Das nennt sich dann "mehr Verantwortung" in der Welt übernehmen und bildet das Pendant zur Ablehnung der sozialen Verantwortung gegenüber der eigenen Bevölkerung. Administrative Verantwortungslosigkeit wäre hierzu die passende Formulierung. Was die Linken-Politikerin Zimmermann als "Augen verschließen vor der Realität" bezeichnet, erweist sich als Ausdruck einer gesellschaftlichen Auseinandersetzung, die schon älter ist, bei dem die Eliten das Zepter in der Hand halten und die Initiative übernommen haben. Zu diesem Klassenkampf von oben bildet der gegenwärtige Rutsch nach Rechts im politischen Spektrum einer Reihe europäischer Staaten nicht etwa den Konter, sondern dessen Fortsetzung.

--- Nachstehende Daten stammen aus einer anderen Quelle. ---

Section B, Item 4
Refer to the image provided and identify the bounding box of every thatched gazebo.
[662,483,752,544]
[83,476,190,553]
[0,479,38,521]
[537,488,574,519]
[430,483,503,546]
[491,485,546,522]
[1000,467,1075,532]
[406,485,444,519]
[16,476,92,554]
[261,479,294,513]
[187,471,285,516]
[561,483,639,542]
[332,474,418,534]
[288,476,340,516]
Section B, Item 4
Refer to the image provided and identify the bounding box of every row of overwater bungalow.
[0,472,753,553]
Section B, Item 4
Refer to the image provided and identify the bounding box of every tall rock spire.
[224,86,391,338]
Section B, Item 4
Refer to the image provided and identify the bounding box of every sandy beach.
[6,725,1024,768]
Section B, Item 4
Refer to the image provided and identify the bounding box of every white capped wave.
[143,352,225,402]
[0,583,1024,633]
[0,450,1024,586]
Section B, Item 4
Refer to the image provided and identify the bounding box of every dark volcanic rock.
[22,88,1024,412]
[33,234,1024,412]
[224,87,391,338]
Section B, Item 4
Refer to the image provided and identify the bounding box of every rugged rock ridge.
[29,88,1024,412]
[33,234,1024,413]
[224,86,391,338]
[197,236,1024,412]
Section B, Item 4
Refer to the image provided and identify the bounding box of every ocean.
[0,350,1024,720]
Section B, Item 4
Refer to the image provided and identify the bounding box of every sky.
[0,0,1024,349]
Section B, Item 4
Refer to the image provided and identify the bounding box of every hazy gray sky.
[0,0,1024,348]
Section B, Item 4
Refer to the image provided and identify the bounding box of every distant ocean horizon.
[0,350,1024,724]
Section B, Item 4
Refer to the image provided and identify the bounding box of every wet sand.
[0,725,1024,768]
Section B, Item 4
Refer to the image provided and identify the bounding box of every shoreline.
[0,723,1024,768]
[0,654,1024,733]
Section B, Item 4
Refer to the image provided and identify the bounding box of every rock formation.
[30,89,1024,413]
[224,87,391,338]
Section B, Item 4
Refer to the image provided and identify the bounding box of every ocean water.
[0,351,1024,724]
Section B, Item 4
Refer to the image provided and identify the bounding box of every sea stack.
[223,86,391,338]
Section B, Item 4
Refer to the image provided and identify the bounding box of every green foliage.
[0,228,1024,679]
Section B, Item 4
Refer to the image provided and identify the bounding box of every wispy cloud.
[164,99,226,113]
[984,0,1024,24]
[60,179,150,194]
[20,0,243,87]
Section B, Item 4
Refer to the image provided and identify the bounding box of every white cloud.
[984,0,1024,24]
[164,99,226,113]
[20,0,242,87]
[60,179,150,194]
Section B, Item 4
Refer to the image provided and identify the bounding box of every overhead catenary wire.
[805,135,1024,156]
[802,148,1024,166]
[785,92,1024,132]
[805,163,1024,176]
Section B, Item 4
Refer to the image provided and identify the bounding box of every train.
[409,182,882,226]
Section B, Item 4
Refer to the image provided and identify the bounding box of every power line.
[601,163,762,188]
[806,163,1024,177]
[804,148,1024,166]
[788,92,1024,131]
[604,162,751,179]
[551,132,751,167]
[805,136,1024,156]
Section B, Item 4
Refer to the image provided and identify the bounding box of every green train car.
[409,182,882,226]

Möglicherweise wird man es rechten Kräften überlassen, dafür zu sorgen, daß eines wohl nicht mehr fernen Tages die Arbeitsleistung der vielen Wohnungslosen einer gesellschaftlich profitablen Verwertung zugeführt wird, und weil es dafür erforderlich ist, wird man dann auch eine Statistik zur Wohnungslosigkeit führen. Das war zwar von seiten der Bundesarbeitsgemeinschaft (BAG) Wohnungslosenhilfe, die den Mangel seit Jahren kritisiert, nicht so beabsichtigt, liegt aber in der Logik administrativen Ordnungsstrebens. Außerdem müßte man seitens der Behörden dann den Aufenthaltsort der Wohnungslosen wissen, wozu eine gemeinschaftliche Unterbringung der Betroffenen hilfreich wäre.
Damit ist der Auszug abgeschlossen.